La scénographie est censée évoquer les villes peintes par des artistes futuristes : fumeux. Passons. Taille : petite - isthme. Triste explosante fixe : formol. Passons.

Le discours ambigu de l'attitude du futurisme face au cubisme est incompréhensible. Par exemple le Manifeste stipule : « Nous exigeons, pour dix ans, la suppression totale du nu en peinture ». Pourquoi un tableau présente au centre trois baigneuses nues façon Cézanne et Picasso (Les Demoiselles d'Avignon) ? L'histoire de l'art simplifie. Au point que l'influence de Marey et Muybridge sur les œuvres futuristes n'est indiquée nulle part. Passons.

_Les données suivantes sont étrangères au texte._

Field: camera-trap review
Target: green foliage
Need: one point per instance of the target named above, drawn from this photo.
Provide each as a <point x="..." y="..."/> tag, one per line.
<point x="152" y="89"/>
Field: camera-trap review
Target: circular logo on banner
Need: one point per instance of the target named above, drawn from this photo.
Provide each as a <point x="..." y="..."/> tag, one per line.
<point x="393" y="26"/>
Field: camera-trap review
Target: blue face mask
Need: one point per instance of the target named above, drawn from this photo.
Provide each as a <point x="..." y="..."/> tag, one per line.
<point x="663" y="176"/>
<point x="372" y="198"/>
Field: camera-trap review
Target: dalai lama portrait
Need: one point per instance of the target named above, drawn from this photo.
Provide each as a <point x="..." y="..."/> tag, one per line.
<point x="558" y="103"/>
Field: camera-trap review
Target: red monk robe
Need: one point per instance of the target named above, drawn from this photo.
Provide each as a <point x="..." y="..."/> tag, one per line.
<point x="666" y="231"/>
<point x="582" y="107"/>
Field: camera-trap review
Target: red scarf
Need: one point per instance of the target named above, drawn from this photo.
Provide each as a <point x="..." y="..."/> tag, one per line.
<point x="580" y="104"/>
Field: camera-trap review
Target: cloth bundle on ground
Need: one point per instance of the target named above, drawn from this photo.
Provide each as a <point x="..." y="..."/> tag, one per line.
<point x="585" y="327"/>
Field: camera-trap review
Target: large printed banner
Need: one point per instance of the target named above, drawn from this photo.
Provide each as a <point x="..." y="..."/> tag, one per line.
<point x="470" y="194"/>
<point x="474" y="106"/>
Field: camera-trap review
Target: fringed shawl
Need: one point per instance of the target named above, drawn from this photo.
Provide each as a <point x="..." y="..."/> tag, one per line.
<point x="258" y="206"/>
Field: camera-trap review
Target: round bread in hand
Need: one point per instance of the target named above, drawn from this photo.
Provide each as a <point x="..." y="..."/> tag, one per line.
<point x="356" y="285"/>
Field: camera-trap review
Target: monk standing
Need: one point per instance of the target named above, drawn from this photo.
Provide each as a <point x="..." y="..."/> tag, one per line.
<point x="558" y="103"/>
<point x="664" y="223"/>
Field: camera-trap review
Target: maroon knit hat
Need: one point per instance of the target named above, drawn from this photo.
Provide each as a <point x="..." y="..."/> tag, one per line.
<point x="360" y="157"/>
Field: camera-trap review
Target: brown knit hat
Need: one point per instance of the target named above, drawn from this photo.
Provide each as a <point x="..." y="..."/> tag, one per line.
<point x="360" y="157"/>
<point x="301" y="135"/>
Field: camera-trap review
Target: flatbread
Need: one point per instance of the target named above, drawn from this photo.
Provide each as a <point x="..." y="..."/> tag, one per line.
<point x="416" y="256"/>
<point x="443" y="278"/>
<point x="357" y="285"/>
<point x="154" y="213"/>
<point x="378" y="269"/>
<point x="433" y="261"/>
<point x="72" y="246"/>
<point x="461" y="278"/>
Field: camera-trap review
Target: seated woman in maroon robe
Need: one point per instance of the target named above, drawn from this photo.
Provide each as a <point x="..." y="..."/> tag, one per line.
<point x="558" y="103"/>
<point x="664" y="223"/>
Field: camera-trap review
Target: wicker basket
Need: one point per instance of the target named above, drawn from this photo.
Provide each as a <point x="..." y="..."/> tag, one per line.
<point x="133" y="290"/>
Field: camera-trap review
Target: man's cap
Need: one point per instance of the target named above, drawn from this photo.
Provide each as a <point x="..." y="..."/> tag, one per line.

P. Beurard-Valdoye a raison : le lien avec le fascisme, ou ses prémices (irrédentisme, nationalisme, éloge de la guerre, émergence de l'homme nouveau, etc.), n'est mentionné à aucun moment ni chez les futuristes italiens ni chez Ezra Pound. Par contre, sans contextualisation philosophique et historique, le Manifeste futuriste de la luxure de Valentine Saint-Point vente les bienfaits du viol : ìLa luxure est une force ! Vive le viol des vaincus !!" ! En Europe, il n'y a pas si longtemps, les serbes violaient sciemment des musulmanes kosovares, sur fond de bataille duchamp des merles ... Passons.

Jeff Mills, dj historique de Detroit, ville d'industrie automobile, se recycle vers des champs dits plus « légitimes ». Son installation sur trois écrans est artistiquement indigente : collages d'images faciles, son peu travaillé, rapport éloigné au futurisme. Faut faire jeun's ! Ni fait ni à faire. Passons.
Par contre, rien sur la poésie sonore de Marinetti et Russolo. Les simultanéistes (Voirol, Divoire, Barzun, etc.) œuvraient au Théâtre de l'œuvre : pas un mot ! Rien sur le zaoum chez les cubo-futuristes russes. Rappel : ils se moquaient littéralement du ridicule Marinetti lors de sa venue en Russie. Passons.

Rien sur la typographie. Les Mots en liberté futuristes ? A l'exposition Villeglé d'à côté, même étage ! Passons. Aucun extrait de film. Un cycle cinéma est toutefois prévu séparément. Passons. Rien sur l'architecture non plus. Passons.

Si la Fillette courant sur le balcon de G. Balla et Nu descendant l'escalier de M. Duchamp sont tout de même présents, Formes uniques dans la continuité de l'espace d'U. Boccioni manque cruellement. Aux oubliettes F. Depero. Compléter la reconstitution de l'expo consacrée aux peintres futuristes italiens organisée en 1912 à la galerie Bernheim-jeune&Cie avec des photos en noir et blanc n'est pas du meilleur goût. Passons. Découvertes perso : Félix del Marle (existe-t-il réellement un futurisme français ?) ; Percy Wyndham Lewis (Grande-Bretagne) ; les œuvres du Musée d'art contemporain de Thessalonique. Bonheur de retrouver le Cheval majeur de Duchamp-Villon, hélas pas version bronze.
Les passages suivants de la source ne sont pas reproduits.